My third value is one where all humans have equal access to opportunities to develop and are treated fairly.     There are, of course, myriad interpretations to “fairness”.   Is it giving all their due or does it mean giving them what they need? What is a fair salary?  Should a fire-fighter’s or nurse’s work be less valued than that of a venture capitalist, a banker or a lawyer?

In the late 1960s a group of women demonstrated in Dagenham against the unfair treatment they received.  Their demonstrations spawned the Equal Pay Act 1970.   However, even though female employment has reached an all-time high in 2014 of 67.6% in the UK, on average, women continue to earn £97.00 a week less than men.  Also, only 24.5% of court judges are women. There are eight women (21.9%) out of 38 judges in the appeal court and just one – Baroness Hale – out of 12 Supreme Court justices (8.33%).  We still have a long way to go.

The lot of people with disabilities and special needs and those from ethnic minorities has improved considerably, but there is much to be done yet.
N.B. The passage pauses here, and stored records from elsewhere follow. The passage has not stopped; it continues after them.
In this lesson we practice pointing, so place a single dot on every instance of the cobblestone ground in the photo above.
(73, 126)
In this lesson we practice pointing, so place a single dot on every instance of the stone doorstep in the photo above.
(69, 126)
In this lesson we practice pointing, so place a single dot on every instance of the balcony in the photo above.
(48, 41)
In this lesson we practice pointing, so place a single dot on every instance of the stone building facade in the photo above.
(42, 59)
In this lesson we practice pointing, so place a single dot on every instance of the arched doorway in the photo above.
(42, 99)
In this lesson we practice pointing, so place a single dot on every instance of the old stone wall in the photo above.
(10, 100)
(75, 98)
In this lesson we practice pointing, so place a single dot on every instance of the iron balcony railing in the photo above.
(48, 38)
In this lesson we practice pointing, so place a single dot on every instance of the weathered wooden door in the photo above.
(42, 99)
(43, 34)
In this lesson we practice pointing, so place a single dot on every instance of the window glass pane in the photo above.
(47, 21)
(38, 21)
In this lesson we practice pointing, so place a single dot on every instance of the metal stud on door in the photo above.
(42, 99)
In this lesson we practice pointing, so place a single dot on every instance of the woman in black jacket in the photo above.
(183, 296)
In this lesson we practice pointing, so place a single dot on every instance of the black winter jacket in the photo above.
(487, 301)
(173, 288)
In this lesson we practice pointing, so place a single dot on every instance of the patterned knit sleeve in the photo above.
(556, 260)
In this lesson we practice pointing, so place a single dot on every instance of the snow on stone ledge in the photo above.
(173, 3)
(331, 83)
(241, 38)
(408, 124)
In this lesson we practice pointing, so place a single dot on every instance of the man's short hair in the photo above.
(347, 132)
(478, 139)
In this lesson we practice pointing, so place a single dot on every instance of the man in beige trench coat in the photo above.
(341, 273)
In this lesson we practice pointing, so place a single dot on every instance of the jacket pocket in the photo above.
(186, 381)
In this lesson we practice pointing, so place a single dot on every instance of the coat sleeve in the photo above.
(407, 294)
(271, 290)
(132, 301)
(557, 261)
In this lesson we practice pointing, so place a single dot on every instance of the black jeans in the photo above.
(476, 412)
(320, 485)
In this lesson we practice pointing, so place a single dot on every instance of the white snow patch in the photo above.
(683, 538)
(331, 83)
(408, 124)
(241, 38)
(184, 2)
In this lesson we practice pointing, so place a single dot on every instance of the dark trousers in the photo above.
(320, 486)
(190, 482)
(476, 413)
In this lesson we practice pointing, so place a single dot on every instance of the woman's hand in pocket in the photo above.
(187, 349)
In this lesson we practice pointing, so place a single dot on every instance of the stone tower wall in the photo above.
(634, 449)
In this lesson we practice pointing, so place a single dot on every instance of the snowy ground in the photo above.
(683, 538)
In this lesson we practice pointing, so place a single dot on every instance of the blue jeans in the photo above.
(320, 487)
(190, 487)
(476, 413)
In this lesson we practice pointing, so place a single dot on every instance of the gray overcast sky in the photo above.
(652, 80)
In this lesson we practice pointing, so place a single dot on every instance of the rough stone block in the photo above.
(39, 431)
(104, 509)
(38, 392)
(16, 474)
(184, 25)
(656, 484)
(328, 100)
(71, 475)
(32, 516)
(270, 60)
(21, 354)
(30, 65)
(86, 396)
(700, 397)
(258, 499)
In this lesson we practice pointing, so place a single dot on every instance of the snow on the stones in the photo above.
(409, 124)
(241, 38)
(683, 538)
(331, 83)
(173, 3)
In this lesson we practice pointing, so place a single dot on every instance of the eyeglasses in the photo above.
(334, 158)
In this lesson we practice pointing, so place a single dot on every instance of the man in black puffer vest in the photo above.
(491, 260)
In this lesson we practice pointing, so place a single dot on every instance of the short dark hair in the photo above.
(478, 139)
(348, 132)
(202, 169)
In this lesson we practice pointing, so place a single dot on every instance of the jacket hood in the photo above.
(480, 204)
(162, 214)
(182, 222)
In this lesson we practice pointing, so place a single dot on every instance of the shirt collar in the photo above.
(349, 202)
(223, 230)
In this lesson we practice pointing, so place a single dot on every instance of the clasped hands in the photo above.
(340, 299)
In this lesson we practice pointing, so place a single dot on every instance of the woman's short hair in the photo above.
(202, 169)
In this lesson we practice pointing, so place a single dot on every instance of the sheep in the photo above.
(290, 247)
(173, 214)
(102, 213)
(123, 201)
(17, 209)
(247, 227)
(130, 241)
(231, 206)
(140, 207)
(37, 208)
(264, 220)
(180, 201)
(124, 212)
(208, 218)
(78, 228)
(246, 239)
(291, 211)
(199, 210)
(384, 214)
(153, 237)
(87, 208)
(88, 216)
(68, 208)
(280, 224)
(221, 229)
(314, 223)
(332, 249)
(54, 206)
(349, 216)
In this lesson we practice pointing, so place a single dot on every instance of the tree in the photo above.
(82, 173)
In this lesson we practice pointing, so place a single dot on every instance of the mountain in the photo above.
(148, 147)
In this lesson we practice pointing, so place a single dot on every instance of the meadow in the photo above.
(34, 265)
And now for the final value. Those that are at the cutting edge of developing a school – i.e. headteachers, staff and governors (in conjunction with parents and carers) – have a responsibility to operate with civility, selflessness and integrity.   Such qualities must be practised rather than preached.  It is curious that in politics, the Tories “preach” morality and their politicians are often caught in the wrong beds.  Labour adherents, on the other hand, are keen to distribute resources and wealth equitably but are often exposed for fraud.

The school funding that the governors and headteacher control, as also the school itself, is held in trust for the pupils. The unwritten rule is that it must be used in the best possible manner in the pupils’ interests.   The education we provide is to give our youngsters opportunities to flap their wings and fly high.   And what is more, all adults in a school setting must walk the talk.  If teachers wish children to be polite, they have to polite to the youngsters – first.   “Thank you” and “sorry” must trip off the tongue when needed and not sounded grudgingly.  The final watchwords – based on this value system – have to be “Do what I do.”   What is not tenable is “Do what I say.”

Before closing, I commend the poem by the founder of The Quantum Life Institute, Diana Loomans, to the reader.  It is underpinned with the values that I wish all of us can espouse.

“If I had my child to raise over again,

I’d finger paint more, and point the finger less.

I’d do less correcting and more connecting.

I’d take my eyes off my watch, and watch with my eyes.

I would care to know less, and know to care more.

I’d take more hikes and fly more kites.

I’d stop playing serious, and seriously play.

I’d run through more fields and gaze at more stars.

I’d do more hugging and less tugging.

I would be firm less often, and affirm much more.

I’d build self-esteem first, and the house later.

I’d teach less about the love of power and more about the power of love.

It matters not whether my child is big or small.

From this day forth, I’ll cherish it all.”

The ideas captured in the poem are compelling.   What can be more valuable?